Another bonus was being with my cousins and girlfriends who reinforced that my idiosyncrasies have an origin.  My daughter is a bit chagrined whenever I prompt someone to take a picture from the waist up.  Sunday night when my dear cousins and I posed for a pic, it was my cousin who piped up, prompting my daughter to take it from the waist up.  “See?  It’s not just me!!”  Other occasions helped my daughter realize that her mom’s quirks come from other women’s mouths too.  I have some unusual bedtime rituals I do with her and sometimes she says, “What other mother does this?”  Now she knows.  My friends/family in Michigan do the same thing.

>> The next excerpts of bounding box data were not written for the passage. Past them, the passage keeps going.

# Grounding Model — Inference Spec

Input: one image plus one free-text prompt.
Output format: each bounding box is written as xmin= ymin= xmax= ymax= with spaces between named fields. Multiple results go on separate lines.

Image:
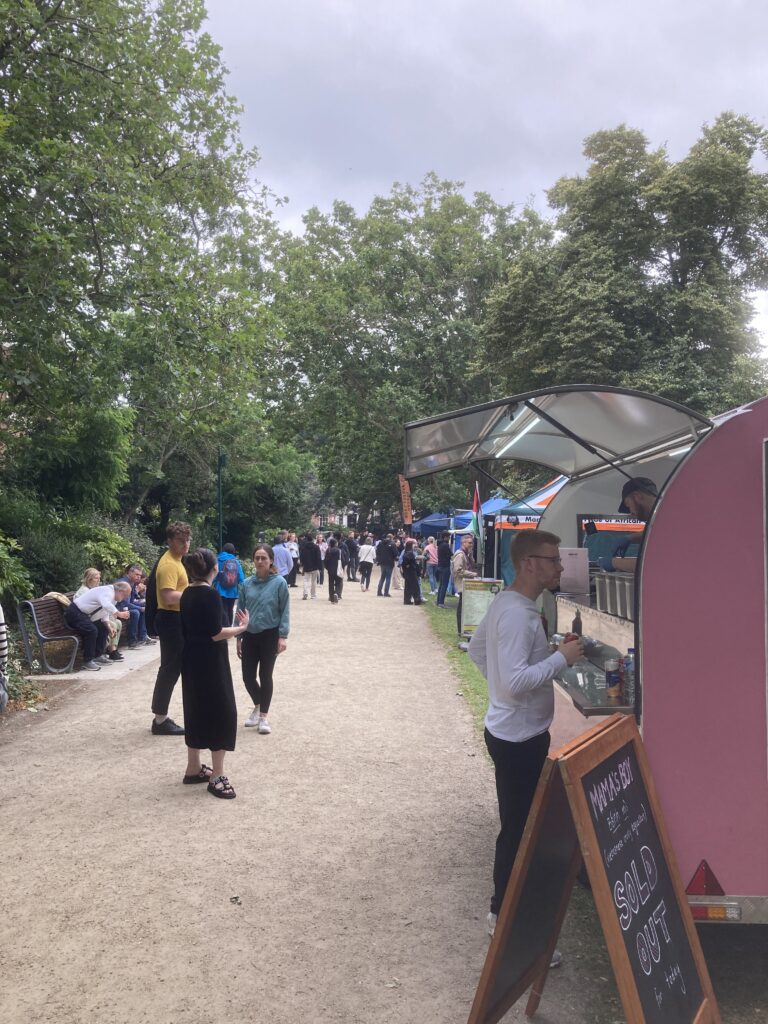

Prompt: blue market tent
xmin=454 ymin=498 xmax=509 ymax=529
xmin=411 ymin=512 xmax=472 ymax=537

I guess it’s harder than I realized to be so unique out here.  It was great to go home and feel so at home.  True, I didn’t get to go in my childhood bedroom anymore…that belongs to someone else now, but being around people who are like me and get me felt better than ever.  You can’t really understand or appreciate that until you move away.  I miss that familiarity but I’m also proud that I’ve forged another way, too; something different than the rest.  It’s not for everybody but it was meant for me.  The cool thing is that I can go back and be me, at home… 3,000 miles away from home.